I knew I would do nothing more when I got there; I knew I could easily admit her by phone and see her in the morning. I arranged the admission and started to settle down, but I couldn’t imagine, even with family around, her calming down now. I could only see her wondering, where is my doctor? I began to think that only I would have the healing touch that she needed now. Not only did we have our history together, as with all the patients in a Family Practice — the minor and major meanderings of bodily ills and emotional scrapes through the years — but she knew how often she had been helped to come through smiling, and it was sheer faith that could calm her down now.

She had a Living Will in the chart. We had had the “death discussion” long before, when she thoroughly realized that the single mass maybe could be radiated, maybe could be excised, and she chose not to do it — she chose to have faith that it really wasn’t malignant (after all, the attempted biopsies were negative — though we had impressed upon her that they were so because they were admittedly inadequate). “I’m old, I’ve had a good life — it’s time to go. What am I staying for anyway?”

But now it was time to die: and it seemed more like time to stay. She knew that I remembered all of those conversations. I knew that whatever her blood gases, the agitation was part of that dilemma: wanting to go and wanting to stay. But more than anything, wanting to trust.

I threw on my clothes and went in. I couldn’t do otherwise, even though I fought with myself, knowing tomorrow’s patients in the office would be better off if I went to sleep now instead of going in. I said to myself, “Who do you think you are? You know very well you’re not indispensable — everything that can be done is being done. You know anyone else can do the job as well as you. Not only that, you know they could do it better, especially when it came to cure (after all it wouldn’t have been you who would have removed that mass, had she allowed it). What if you were out of town?”

But now it wasn’t cure — it was comfort, it was solace. Was I being delusional? Or, in the middle of that self-deprecation did I have to be honest and recognize that only I would be the best comfort she could have. Could I deny her that? Now was when she needed it — not tomorrow morning.

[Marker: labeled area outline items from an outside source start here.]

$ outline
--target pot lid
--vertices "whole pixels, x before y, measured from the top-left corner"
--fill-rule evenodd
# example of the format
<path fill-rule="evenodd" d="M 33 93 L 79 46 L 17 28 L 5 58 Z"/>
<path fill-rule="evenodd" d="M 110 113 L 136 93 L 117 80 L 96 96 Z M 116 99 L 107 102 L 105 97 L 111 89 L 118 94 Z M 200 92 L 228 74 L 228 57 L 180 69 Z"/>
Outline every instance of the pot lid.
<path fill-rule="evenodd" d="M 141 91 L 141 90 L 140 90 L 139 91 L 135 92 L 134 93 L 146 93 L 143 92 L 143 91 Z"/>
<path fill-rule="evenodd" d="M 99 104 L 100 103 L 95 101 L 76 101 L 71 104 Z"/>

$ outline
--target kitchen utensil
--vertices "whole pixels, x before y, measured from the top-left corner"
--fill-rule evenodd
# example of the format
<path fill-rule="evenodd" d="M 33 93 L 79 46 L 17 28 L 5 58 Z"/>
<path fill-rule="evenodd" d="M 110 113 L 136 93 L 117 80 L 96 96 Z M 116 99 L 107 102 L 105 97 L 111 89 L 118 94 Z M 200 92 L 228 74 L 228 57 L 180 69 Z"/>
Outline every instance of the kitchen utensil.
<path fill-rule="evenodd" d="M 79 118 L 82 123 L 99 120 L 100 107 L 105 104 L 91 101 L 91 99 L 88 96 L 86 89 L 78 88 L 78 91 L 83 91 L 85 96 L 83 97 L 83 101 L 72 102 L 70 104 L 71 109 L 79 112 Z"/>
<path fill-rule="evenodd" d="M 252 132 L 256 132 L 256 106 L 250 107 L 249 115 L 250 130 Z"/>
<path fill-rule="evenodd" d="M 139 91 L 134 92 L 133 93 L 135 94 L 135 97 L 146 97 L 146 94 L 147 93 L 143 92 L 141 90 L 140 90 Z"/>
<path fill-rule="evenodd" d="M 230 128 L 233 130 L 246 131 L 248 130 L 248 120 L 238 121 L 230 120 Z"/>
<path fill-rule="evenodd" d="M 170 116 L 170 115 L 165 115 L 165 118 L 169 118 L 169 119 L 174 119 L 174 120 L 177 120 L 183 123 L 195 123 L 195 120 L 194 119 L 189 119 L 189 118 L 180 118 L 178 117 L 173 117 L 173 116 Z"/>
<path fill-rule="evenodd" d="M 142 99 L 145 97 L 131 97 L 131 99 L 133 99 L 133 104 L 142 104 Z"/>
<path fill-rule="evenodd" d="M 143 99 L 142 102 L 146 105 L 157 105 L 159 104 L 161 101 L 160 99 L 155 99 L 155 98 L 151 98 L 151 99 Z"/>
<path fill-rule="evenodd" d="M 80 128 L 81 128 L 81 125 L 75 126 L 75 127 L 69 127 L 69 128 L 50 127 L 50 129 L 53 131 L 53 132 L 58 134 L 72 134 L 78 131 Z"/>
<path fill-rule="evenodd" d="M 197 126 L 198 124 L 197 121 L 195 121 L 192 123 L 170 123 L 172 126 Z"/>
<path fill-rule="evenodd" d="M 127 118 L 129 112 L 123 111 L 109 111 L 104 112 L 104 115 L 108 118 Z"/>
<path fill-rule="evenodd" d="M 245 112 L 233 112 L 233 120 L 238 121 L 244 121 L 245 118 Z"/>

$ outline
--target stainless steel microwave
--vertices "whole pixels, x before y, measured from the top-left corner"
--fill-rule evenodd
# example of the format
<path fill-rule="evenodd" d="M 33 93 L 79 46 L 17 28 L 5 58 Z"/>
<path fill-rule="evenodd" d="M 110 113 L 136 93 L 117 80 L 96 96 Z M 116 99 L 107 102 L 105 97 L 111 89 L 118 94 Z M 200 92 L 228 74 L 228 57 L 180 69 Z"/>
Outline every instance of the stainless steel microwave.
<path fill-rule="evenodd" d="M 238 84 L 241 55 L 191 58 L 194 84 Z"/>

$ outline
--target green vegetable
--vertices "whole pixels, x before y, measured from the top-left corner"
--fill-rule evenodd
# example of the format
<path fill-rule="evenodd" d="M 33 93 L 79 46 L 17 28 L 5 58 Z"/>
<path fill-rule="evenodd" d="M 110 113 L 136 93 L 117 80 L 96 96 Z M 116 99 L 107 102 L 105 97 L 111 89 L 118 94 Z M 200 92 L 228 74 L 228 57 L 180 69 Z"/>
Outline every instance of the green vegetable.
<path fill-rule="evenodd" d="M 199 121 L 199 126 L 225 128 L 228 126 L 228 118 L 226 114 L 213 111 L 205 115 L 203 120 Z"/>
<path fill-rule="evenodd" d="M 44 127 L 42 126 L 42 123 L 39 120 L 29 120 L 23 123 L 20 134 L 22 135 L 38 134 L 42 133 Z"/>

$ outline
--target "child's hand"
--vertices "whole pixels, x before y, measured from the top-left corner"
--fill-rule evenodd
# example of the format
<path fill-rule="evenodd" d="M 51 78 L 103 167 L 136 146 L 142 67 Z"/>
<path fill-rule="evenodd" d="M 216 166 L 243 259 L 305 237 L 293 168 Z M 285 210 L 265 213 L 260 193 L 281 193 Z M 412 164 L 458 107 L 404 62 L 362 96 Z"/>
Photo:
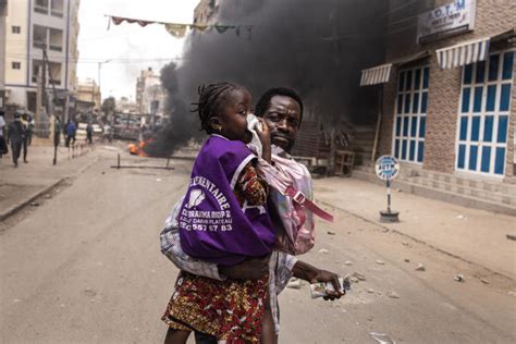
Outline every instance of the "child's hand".
<path fill-rule="evenodd" d="M 260 122 L 260 125 L 256 126 L 256 134 L 261 142 L 261 156 L 263 160 L 271 162 L 271 131 L 263 119 L 258 118 L 258 121 Z"/>

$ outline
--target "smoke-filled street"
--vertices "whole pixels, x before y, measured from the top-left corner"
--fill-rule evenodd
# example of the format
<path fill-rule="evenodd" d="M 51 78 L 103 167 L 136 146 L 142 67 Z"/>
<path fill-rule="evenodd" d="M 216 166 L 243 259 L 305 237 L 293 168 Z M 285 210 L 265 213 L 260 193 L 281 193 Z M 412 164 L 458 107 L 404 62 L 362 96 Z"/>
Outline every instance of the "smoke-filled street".
<path fill-rule="evenodd" d="M 0 337 L 161 343 L 167 327 L 159 318 L 177 269 L 160 254 L 158 237 L 192 161 L 172 159 L 172 171 L 116 170 L 115 151 L 102 148 L 82 159 L 93 164 L 2 228 Z M 122 165 L 164 163 L 122 155 Z M 335 202 L 339 195 L 322 185 L 316 181 L 316 194 Z M 511 280 L 328 209 L 337 221 L 319 221 L 315 248 L 299 258 L 355 282 L 333 303 L 311 299 L 306 283 L 285 288 L 280 343 L 376 343 L 371 332 L 396 343 L 515 341 Z M 426 271 L 415 270 L 418 262 Z M 465 282 L 454 281 L 457 272 Z"/>

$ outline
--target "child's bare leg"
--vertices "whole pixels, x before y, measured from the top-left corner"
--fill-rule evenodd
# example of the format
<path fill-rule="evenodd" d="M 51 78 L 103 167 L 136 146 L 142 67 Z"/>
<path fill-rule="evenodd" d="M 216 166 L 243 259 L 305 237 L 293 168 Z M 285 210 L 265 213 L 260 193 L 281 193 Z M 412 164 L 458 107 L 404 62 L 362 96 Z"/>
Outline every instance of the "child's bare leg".
<path fill-rule="evenodd" d="M 188 340 L 189 331 L 181 331 L 169 328 L 167 336 L 164 337 L 164 344 L 185 344 Z"/>
<path fill-rule="evenodd" d="M 278 344 L 278 335 L 274 329 L 274 319 L 272 318 L 271 303 L 269 295 L 266 298 L 266 310 L 261 320 L 261 344 Z"/>

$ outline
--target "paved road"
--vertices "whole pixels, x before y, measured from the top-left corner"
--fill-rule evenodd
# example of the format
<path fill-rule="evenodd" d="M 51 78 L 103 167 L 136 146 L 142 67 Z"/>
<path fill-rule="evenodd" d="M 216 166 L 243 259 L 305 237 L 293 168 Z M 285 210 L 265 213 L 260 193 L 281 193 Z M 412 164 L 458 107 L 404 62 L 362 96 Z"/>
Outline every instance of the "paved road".
<path fill-rule="evenodd" d="M 113 170 L 113 153 L 98 155 L 0 233 L 2 343 L 162 342 L 159 317 L 177 271 L 159 253 L 158 234 L 185 189 L 189 162 L 173 161 L 174 171 Z M 512 281 L 335 214 L 335 224 L 319 223 L 317 245 L 303 258 L 366 280 L 334 303 L 311 300 L 306 284 L 287 288 L 281 343 L 374 343 L 370 332 L 398 343 L 516 341 Z M 418 262 L 426 271 L 415 271 Z M 455 282 L 456 273 L 466 282 Z"/>

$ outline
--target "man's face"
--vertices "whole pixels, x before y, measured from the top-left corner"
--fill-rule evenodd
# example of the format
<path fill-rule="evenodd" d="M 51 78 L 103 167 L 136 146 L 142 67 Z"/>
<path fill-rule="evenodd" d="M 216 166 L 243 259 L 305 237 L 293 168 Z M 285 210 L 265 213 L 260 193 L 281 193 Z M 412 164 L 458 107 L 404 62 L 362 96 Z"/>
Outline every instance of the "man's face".
<path fill-rule="evenodd" d="M 269 125 L 272 144 L 290 152 L 300 124 L 299 103 L 287 96 L 274 96 L 263 113 L 263 120 Z"/>

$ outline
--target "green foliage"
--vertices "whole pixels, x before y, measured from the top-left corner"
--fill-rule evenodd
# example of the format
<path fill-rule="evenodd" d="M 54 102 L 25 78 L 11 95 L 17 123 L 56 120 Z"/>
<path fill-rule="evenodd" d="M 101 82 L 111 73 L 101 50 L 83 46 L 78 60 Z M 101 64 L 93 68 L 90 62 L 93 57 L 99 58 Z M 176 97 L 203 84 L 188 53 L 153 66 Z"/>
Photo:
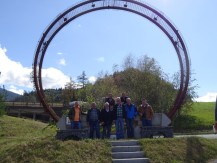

So I went. As I walked in I could see her eyes. I had watched the respiratory rate from across the room, as I came in from the hallway of the Emergency Ward. I could see its striking change — her breathing eased. I took her hand: she smiled weakly. “Oh, I’m starting to feel better now, I think.” Her son and daughter-in-law, to whom I had been speaking all night, and who did not expect me to appear on the scene changed their expression, and visibly relaxed. “She’s breathing a lot easier, just now, ” they said.

The load, the responsibility, that I had been carrying all evening suddenly lifted, and I felt free.

As we looked at each other, my undying respect for the dying must have been revealed to her, as her silent message said, “I was waiting for my own doctor.”

When I returned home, my husband, half-asleep said, “How’s your patient?” I said, “I think she’s a little better.” That was only the translation.

Pepi Granat M.D. is a solo practitioner of Family Medicine in South Miami, FL, and Voluntary Clinical Professor of Family Medicine at the University of Miami Miller School of Medicine, who still admits and cares for her own patients in hospital when necessary.